Autoantibodies directed against cyclic citrullinated proteins (anti-CCP) has been proposed both as a diagnostic test for rheumatoid arthritis (RA) and as a potential marker of disease activity and/or treatment response. These two potential uses of anti-CCP antibodies will be discussed separately.

Promotion of greater diversity and inclusion in clinical research of historically marginalized groups (e.g., People of Color [African-American, Asian, Black, Latino and Native American]; LGBTQIA (Lesbian, Gay, Bisexual, Transgender, Queer, Intersex, Asexual); Women; and People with Disabilities [Physical and Invisible]) allows policy populations to be more reflective of and findings more applicable to our diverse members. While we also strive to use inclusive language related to these groups in our policies, use of gender-specific nouns (e.g., women, men, sisters, etc.) will continue when reflective of language used in publications describing study populations.

Population Reference No. 1 

Anti-CCP in the Diagnosis of Rheumatoid Arthritis

Current guidelines for the diagnosis of rheumatoid arthritis. The traditional guidelines for diagnosing RA were developed in 1987 and depended on a combination of clinical, laboratory, and radiographic features (see Table 1).(1) This classification system was criticized as suboptimal for use as a diagnostic tool, especially regarding the low sensitivity for patients with early arthritis.(2-4) In 2010, a new set of criteria for diagnosis were developed jointly by the American College of Rheumatology (ACR) and the European League against Rheumatism (EuLAR), which incorporate anti-CCP as a diagnostic criterion for RA(5):

Use of this classification system is intended for patients who have at least 1 joint with clinical evidence of synovitis and for whom the synovitis is not better explained by another disease. For this patient population, a score of 6 or greater is considered to be definitive evidence for RA. (5)

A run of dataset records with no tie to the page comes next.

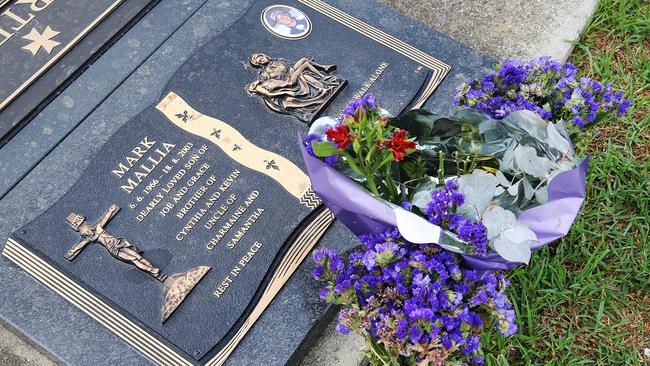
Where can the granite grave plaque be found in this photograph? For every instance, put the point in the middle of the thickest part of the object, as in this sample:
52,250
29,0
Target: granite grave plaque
45,43
195,213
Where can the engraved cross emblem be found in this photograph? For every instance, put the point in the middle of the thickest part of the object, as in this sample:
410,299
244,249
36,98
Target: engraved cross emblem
43,40
183,116
271,164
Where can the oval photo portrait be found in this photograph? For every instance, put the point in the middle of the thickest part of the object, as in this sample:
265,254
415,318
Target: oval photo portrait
286,22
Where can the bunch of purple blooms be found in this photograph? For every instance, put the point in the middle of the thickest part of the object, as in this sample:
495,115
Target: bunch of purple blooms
545,87
414,303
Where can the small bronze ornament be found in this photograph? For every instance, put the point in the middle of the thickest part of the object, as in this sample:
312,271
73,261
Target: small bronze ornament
301,90
176,286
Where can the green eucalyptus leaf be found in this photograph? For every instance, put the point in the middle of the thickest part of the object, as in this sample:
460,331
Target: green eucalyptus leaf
513,190
556,141
521,123
501,179
528,189
497,219
541,195
421,199
471,115
510,251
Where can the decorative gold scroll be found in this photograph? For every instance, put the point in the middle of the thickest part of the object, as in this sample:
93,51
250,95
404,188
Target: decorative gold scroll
237,147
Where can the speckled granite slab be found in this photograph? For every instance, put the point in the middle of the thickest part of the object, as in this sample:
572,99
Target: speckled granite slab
68,333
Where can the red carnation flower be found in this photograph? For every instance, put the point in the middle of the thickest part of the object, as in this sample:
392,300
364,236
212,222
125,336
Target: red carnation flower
399,146
340,135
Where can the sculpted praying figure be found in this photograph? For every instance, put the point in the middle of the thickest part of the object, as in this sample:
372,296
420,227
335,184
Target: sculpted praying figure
301,90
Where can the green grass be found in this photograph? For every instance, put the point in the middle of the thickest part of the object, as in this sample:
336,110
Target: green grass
585,300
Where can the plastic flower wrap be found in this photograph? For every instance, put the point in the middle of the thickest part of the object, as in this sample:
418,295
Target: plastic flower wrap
414,303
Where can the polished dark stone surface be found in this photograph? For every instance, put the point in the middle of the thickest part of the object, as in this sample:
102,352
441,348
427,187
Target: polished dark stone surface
37,182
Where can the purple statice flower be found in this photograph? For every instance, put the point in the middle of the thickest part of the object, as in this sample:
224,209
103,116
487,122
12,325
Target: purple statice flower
309,140
544,86
441,211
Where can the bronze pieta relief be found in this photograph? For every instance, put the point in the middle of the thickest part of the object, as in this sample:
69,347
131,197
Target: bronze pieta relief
176,286
301,90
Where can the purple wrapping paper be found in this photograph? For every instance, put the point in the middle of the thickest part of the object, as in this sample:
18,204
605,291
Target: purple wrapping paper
362,213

These guidelines are intended to permit diagnosis of RA earlier in the course of the disease. Treatment guidelines for RA support the early initiation of disease-modifying antirheumatic drug (DMARD) therapy to prevent the onset, or slow the progression, of joint damage. (6) The current guidelines assert that early initiation of DMARD therapy leads to better control of disease activity and less joint damage over time. Early treatment with DMARDs can delay, or prevent, joint destruction and disability, thereby improving long-term functional outcomes. Therefore, DMARD therapy should be initiated within 3 months of diagnosis to minimize irreversible joint damage.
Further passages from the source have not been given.